The POP-Q system does not specify whether the external measurements (GH and PB) should be made at rest or with straining. We observed statistically significant increases in GH and PB with Valsalva, which may represent widening of the levator hiatus with increased intra-abdominal pressure. It is not clear from our data whether the widening of GH and PB with Valsalva is a normal phenomenon or evidence of pelvic floor dysfunction. Because GH and PB at rest and with maximal straining may measure different aspects of pelvic floor function, we recommend that both be measured in clinical trials.

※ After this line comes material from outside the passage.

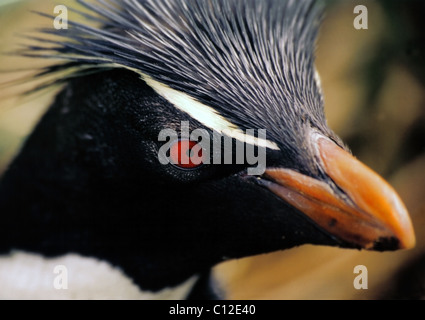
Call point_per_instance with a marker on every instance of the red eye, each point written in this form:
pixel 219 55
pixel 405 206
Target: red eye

Another technical issue regarding the POP-Q examination is whether to use a standing examination to verify that the full extent of prolapse has been observed. Three criteria for the demonstration of maximal prolapse are suggested [1]: the protrusion is taut, traction causes no further descent, and/or the subject confirms that the examination has demonstrated the full extent of the prolapse. A standing examination is recommended if these criteria are not met. Patient position has been shown to affect POP-Q examination results. Specifically, examination at a 45° angle in a birthing chair demonstrates a higher degree of prolapse than a supine examination. Our results suggest that the maximum extent of prolapse was best observed with the patient standing. Mean differences were small but statistically different. In some cases, the difference between the standing and supine examination was as great as 6 cm. Such large differences could affect the management of individual patients. More importantly, the supine and standing examinations did not always agree with respect to identification of the most dependent portion of the prolapse. This could affect the selection of surgical approach and is therefore highly relevant to clinical management. Further study is needed to compare prolapse determination between the 45° supine and the standing positions. Although this study is the first to evaluate the effects of using a speculum and straining and on POP-Q measures, other technique modifications may also be relevant. The potential effects of particular types or sizes of specula as well as rectal and bladder volume on POP-Q assessments need to be examined. Although a population-based sampling frame was not used in this study, we took advantage of the PFDN to recruit subjects quickly from a clinical sample. Clinicians and researchers alike should understand how specific technique modifications may affect their POP-Q measures. Future work should focus on the standardization of technique as a means to improve the reliability of pelvic organ prolapse measurement.